写真知事対談 島根の魅力ある文化を語る
ウミネコが乱舞する経島。毎年11月から7月にかけて約五千羽もの姿が見られ、
ニャーニャーという猫に似た鳴き声でにぎやかだ。(大社町)

宮本信子 宮本信子
女優。北海道小樽市出身。
文学座付属演劇研究所、劇団青芸、劇団青俳を経て昭和47年よりフリー、平成2年東宝芸能に所属。昭和39年のデビュー以来、テレビ、映画、舞台等で活躍。昭和44年、故伊丹十三氏と結婚して10年間休養の後、昭和59年、夫の初監督作品「お葬式」で映画初主演して大ヒット。以後、「タンポポ」「マルサの女」「あげまん」「ミンボーの女」など、夫と組んだ映画が次々とヒットする。特に「マルサの女」では、シカゴ国際映画祭最優秀主演女優賞、日本アカデミー賞最優秀主演女優賞、キネマ旬報賞主演女優賞など多数受賞。平成11年8月松竹座で、安来節をテーマにした「うさぎ一座物語」の主役を務めた。
澄田信義 澄田信義
島根県知事。島根県出雲市出身。東京大学法学部卒。和歌山県警察本部長、日本国有鉄道常務理事を経て、昭和62年より現職。現在4期目。
島根の豊かな伝統芸能
知事 宮本さんは、平成11年8月に「うさぎ一座物語」の舞台で主役を演じられましたが、島根県の安来節をテーマにした作品ということで非常に喜びました。公演前の6月には、島根にお越しいただいたそうですね。
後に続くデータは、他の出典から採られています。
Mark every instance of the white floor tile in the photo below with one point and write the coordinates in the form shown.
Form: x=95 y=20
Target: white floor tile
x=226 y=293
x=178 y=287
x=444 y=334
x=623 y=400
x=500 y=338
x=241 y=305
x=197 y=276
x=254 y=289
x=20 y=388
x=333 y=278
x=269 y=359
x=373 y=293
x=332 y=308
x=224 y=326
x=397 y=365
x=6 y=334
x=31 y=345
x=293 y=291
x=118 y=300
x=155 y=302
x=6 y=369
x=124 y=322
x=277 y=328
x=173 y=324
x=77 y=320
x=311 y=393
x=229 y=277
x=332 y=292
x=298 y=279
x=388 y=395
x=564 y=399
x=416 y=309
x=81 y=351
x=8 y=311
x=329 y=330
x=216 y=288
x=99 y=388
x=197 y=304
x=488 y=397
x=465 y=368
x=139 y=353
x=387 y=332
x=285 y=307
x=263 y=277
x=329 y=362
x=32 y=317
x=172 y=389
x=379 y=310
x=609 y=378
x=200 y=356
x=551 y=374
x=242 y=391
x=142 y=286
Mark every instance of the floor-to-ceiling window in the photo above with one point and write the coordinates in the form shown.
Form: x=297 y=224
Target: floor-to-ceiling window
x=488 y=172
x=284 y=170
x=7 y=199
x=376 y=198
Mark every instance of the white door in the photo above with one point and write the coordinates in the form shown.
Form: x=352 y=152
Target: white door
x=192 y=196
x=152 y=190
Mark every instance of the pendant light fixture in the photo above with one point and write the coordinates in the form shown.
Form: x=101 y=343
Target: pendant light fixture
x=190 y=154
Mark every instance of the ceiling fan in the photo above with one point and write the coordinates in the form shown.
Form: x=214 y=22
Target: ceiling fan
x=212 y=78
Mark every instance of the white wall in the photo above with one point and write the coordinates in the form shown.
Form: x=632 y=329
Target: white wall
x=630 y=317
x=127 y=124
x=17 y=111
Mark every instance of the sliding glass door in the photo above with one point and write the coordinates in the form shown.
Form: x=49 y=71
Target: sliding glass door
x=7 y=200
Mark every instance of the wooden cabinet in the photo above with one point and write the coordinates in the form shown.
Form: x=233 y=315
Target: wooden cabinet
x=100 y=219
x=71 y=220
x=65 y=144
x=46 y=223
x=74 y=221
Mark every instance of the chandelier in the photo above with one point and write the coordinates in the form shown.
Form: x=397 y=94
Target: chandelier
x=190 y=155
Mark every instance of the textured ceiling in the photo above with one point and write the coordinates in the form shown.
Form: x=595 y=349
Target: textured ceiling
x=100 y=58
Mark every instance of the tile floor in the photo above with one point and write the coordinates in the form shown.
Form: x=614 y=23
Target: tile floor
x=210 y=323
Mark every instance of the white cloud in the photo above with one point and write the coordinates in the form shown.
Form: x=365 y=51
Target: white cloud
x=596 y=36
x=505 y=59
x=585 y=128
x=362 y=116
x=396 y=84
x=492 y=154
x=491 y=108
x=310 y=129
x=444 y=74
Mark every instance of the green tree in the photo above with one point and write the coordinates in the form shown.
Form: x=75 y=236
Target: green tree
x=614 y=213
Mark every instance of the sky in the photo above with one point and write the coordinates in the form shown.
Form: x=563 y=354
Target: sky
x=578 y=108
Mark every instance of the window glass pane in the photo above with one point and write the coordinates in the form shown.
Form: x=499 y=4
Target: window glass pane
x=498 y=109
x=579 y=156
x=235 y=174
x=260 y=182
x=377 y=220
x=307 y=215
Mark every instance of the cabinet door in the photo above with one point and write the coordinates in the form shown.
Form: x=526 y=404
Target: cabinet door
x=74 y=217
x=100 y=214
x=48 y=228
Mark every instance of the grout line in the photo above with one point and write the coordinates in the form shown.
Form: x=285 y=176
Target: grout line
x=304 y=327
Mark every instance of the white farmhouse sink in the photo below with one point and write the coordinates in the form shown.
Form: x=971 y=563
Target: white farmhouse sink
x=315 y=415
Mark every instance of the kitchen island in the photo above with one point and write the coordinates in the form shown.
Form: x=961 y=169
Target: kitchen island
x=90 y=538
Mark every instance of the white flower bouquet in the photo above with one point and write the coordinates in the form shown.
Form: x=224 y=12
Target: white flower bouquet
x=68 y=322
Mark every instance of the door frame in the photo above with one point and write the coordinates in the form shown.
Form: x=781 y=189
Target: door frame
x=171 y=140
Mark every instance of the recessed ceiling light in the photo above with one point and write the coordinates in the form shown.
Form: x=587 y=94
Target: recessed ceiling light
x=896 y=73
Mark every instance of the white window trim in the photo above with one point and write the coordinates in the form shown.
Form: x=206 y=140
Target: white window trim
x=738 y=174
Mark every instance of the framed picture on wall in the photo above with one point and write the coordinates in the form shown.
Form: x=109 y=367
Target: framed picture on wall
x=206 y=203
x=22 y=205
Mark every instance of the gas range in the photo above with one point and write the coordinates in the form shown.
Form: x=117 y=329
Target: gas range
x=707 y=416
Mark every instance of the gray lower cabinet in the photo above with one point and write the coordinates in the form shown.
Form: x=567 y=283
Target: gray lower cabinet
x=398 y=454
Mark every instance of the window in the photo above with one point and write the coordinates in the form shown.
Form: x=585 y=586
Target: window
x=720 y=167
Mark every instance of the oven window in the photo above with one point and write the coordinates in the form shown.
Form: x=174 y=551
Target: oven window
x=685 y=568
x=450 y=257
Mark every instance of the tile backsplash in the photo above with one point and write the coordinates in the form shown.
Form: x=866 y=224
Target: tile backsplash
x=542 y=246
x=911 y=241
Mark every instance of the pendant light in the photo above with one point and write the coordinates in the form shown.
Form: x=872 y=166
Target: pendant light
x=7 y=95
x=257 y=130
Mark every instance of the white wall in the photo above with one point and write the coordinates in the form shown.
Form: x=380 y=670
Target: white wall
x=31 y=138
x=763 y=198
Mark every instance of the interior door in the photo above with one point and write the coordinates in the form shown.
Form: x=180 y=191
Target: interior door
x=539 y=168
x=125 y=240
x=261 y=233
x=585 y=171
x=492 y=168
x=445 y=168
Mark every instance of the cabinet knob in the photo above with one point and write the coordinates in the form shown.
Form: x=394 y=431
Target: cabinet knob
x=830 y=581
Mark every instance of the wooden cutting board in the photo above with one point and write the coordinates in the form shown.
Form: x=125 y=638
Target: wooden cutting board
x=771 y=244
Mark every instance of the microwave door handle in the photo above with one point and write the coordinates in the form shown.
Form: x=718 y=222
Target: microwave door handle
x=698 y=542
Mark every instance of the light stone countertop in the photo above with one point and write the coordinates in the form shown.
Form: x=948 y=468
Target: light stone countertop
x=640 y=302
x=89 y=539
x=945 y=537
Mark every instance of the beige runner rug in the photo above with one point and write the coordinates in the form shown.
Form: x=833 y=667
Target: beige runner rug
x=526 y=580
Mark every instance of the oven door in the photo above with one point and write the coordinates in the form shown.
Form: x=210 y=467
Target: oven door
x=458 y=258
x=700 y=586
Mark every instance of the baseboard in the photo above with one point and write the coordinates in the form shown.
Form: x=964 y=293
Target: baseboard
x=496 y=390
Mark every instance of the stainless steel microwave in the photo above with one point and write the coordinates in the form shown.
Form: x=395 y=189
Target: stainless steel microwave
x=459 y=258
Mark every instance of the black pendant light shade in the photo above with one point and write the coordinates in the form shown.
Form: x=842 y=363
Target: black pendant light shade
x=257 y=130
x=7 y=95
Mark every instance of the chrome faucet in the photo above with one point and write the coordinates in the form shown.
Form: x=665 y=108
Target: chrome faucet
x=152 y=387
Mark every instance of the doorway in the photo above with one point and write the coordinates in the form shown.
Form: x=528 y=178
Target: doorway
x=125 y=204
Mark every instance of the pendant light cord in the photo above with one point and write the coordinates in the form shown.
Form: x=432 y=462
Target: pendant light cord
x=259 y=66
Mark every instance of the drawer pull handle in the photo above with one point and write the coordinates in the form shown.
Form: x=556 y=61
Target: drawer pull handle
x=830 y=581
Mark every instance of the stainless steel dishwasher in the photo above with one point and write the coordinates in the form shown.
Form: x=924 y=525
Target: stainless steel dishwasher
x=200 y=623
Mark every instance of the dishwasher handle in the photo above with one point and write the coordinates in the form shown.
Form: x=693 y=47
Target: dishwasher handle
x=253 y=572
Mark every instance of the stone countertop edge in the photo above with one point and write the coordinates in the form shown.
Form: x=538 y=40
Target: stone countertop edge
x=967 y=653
宮本 ええ。安来を知らないと、役づくりはできません。芸人の歴史には残らないけれど、安来節が本当に好きな女の子の話ですから。そのとき知ったんですが、安来節初代家元渡部お糸さんのお母さんはノブというんですよね。私も信子ですから、ノブ。
知事 私もノブ、信義といいます。
宮本 あっ、一緒ですね(笑)。しかも、お糸さんが亡くなったのが、私の誕生日と同じ3月27日。すごく縁を感じました。安来の方は、どなたでもすぐ「♪やす−ぎぃ〜」って歌ってくださるのには、びっくりしましたね。
知事 私が若いころには、お酒が入るとみんなが即興で世の中の出来事を折り込んだ歌詞を作り、次々と安来節を歌ったものです。現在、安来市では小、中学校でも、その保存に一生懸命努力しています。
宮本 私たちの公演中に楽屋では、衣装部の人たちが手の運動やボケ防止にいいとか言って、銭太鼓がはやっていたんです。「役者が駄目な時には、衣装部さん出てよ」(笑)と、冗談で話してました。
知事 一斉にやるとなかなか楽しいですからね。島根県の民謡にはほかに、浜田の浜田節や、隠岐島のしげさ節、キンニャモニャ……。
宮本 えっ、キンニモニ?(笑)
知事 キンニャモニャといいます。これは、キンニャモニャという歌に合わせて踊るユーモラスなものです。また、出雲と石見に神楽もあり、今でも三十三演目あるといわれていますが、その中でも有名なのがスサノオノミコトのオロチ退治。
宮本 おもしろそうですね。
知事 非常に勇壮ですが、オロチの扮装やスサノオノミコトの面は紙で作っているんです。
宮本 へえーっ、和紙ですか。
知事 だから非常に軽いし、それがひとつの地場産業でもある。そして職場とかあるいは集落単位で神楽を演ずる社中がたくさんあります。島根は伝統芸能の宝庫ですから、それを生かし、保存伝承していくことが大切だと思っています。